A Study Evaluating S 95005 Plus Bevacizumab and Capecitabine Plus Bevacizumab in Patients With Previously Untreated Colorectal Cancer Who Are Non-eligible for Intensive Therapy

Status:
Completed

Trial end date:
2020-09-01

Target enrollment:
0

Participant gender:
All

Summary

The main purpose of this study is to evaluate the progression-free survival (PFS) in patients receiving S 95005 + bevacizumab (experimental arm) or capecitabine + bevacizumab (control arm) as first-line treatment for unresectable metastatic colorectal cancer in patients non-eligible for intensive therapy.

Phase:

Phase 2

Accepts Healthy Volunteers?

Details

Lead Sponsor:

Institut de Recherches Internationales Servier

Collaborator:

ADIR, a Servier Group company

Treatments:

Bevacizumab
Capecitabine
Trifluridine

Criteria

Inclusion Criteria:

- Written informed consent obtained.

- Has ECOG (Eastern Cooperative Oncology Group) performance status of 0, 1 or 2 at the
time of the randomisation.

- Has definitive histologically or cytologically confirmed adenocarcinoma of the colon
or rectum.

- RAS status must have been determined (mutant or wild).

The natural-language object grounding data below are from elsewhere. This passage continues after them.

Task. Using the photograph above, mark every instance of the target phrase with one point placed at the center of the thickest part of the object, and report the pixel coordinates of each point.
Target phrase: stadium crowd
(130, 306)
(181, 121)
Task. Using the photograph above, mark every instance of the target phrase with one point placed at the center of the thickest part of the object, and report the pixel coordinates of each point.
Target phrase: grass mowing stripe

- Has at least one measurable metastatic lesion.

- No previous systemic anticancer therapy for unresectable metastatic colorectal cancer.

- Previous adjuvant (or neoadjuvant for patients with rectal cancer) chemotherapy is
allowed only if if it has been completed more than 6 months before start of study
treatment.

- Patient is not a candidate for combination chemotherapy with irinotecan or
oxaliplatin, or for curative resection of metastatic lesions.

- Is able to take medication orally (i.e., no feeding tube).

- Has adequate organ function.

- Coagulation parameters in normal limit (or in therapeutic limit for patients treated
with anticoagulant drugs).

- Women of childbearing potential must have been tested negative in a serum pregnancy
test. Female participants of childbearing potential and male participants with
partners of childbearing potential must agree to use a highly effective method of
birth control. Women and female partners using hormonal contraceptive must also use a
barrier method.

Exclusion Criteria:

- Is a pregnant or lactating female.

- Has certain serious illness or serious medical condition(s) as described in the
protocol.

- Has had certain other recent treatment e.g. major surgery, field radiation, received
investigational agent, within the specified time frames prior to randomisation.

- Has previously received Trifluridine/tipiracil or history of allergic reactions
attributed to compounds of similar composition to Trifluridine/tipiracil or any of its
excipients.

- Has rare hereditary problems of galactose intolerance, the Lapp lactase deficiency or
glucose-galactose malabsorption.

- Has contra-indication to bevacizumab or capecitabine.